You hit the nail right on the head there..... little dogs have the stigma (as evidenced by this thread) that they are yappy, in the way, can be aggressive, sound like squeeze toys, whatever.  Proper training and none of these are issues.  Keep the dog exercised and stimulated, make sure they know that the humans are ranked higher then them, and if they are in the way you step on their feet (not with the force to harm) they will learn to pay attention and get out of the way when you move.  

Proper training and discipline are keys with any and all dogs.




> All things considered though, regardless of size, if it's a GOOD dog I'm probably a fan!


A good dog will come in all shapes and sizes!!   :Dancin' Banana:

----------


## rabernet

I prefer medium or large dogs, but I hate that they have a shorter lifespan. 

I love all dogs regardless of size, but I'm drawn to the larger ones as my personal dogs. 

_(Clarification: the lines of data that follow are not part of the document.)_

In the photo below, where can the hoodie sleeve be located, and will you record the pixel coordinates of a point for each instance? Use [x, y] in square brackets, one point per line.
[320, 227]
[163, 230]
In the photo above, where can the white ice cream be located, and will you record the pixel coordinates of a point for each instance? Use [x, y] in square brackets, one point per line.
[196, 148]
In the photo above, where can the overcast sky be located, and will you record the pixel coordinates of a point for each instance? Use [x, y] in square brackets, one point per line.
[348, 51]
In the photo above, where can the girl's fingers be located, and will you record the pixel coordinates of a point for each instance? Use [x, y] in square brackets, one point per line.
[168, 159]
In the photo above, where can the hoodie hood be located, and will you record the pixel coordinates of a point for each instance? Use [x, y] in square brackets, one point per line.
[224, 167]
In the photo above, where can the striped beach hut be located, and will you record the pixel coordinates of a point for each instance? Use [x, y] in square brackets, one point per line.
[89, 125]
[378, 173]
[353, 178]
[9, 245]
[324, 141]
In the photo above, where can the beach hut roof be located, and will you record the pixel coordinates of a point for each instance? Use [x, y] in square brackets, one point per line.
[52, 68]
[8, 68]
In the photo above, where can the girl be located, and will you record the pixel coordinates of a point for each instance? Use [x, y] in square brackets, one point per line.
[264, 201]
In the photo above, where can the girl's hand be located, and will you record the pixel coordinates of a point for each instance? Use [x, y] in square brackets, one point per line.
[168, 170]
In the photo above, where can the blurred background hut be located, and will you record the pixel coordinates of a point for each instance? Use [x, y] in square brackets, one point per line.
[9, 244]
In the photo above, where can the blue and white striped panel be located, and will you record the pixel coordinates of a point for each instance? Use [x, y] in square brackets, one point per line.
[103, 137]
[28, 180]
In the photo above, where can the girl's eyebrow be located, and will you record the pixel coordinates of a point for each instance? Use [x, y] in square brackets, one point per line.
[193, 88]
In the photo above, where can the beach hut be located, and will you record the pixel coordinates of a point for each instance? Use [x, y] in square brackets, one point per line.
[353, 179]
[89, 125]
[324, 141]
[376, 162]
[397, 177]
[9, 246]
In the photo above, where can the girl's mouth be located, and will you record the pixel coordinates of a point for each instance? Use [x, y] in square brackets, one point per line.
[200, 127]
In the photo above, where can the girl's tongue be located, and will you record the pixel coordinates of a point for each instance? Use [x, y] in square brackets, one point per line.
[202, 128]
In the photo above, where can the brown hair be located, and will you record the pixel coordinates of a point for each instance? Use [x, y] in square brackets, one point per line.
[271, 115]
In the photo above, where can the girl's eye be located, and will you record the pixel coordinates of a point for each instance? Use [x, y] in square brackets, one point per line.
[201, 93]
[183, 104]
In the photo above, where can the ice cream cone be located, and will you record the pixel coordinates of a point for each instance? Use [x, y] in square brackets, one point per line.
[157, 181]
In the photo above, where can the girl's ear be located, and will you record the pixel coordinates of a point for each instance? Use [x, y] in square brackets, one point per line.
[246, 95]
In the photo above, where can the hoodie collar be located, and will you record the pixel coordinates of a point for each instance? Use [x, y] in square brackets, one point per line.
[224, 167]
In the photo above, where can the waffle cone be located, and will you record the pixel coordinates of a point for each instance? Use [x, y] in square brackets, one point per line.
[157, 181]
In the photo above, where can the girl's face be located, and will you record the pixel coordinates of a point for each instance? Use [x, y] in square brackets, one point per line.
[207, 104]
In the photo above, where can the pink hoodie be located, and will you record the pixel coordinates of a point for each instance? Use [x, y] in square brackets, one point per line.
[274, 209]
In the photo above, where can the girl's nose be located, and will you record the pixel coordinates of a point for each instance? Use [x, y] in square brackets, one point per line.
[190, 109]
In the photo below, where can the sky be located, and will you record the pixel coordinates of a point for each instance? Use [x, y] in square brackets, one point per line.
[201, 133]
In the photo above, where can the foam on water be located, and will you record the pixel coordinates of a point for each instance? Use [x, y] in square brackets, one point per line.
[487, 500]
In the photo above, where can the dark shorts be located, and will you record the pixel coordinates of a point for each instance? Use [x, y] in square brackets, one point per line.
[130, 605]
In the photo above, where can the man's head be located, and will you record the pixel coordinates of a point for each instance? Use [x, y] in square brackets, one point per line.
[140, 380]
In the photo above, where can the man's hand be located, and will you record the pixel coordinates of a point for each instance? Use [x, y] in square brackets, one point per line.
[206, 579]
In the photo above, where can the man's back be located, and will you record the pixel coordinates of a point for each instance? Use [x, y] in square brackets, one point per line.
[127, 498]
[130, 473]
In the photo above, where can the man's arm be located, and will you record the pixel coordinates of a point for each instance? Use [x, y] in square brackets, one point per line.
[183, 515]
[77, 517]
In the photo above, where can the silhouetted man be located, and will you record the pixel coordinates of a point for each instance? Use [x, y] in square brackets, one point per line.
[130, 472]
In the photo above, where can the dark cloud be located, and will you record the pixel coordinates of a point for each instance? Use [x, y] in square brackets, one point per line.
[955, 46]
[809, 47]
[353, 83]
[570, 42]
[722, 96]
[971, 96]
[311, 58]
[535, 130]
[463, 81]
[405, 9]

Sent from my HTC Thunderbolt using Tapatalk

----------


## CatandDiallo

I highly dislike small dogs.

Big for me!

----------


## sho220

I prefer big dogs as well... :Very Happy:

----------


## Alexandra V

> 


Hehehehe the look on his face!  :ROFL:

----------


## Bellabob

Large dogs for sure. I have a chesapeake bay/chocolate lab mix and a blue brindle pitbull.

----------


## PitOnTheProwl

> Hehehehe the look on his face!


Thats the "I havent found my bark yet but when I do......." :ROFL:  :ROFL:

----------


## Bellabob



----------


## Missy King

basset hound all the way! I've always loved dogs, but I feel like i've never had any animal as amazing as my baby basset boy.

----------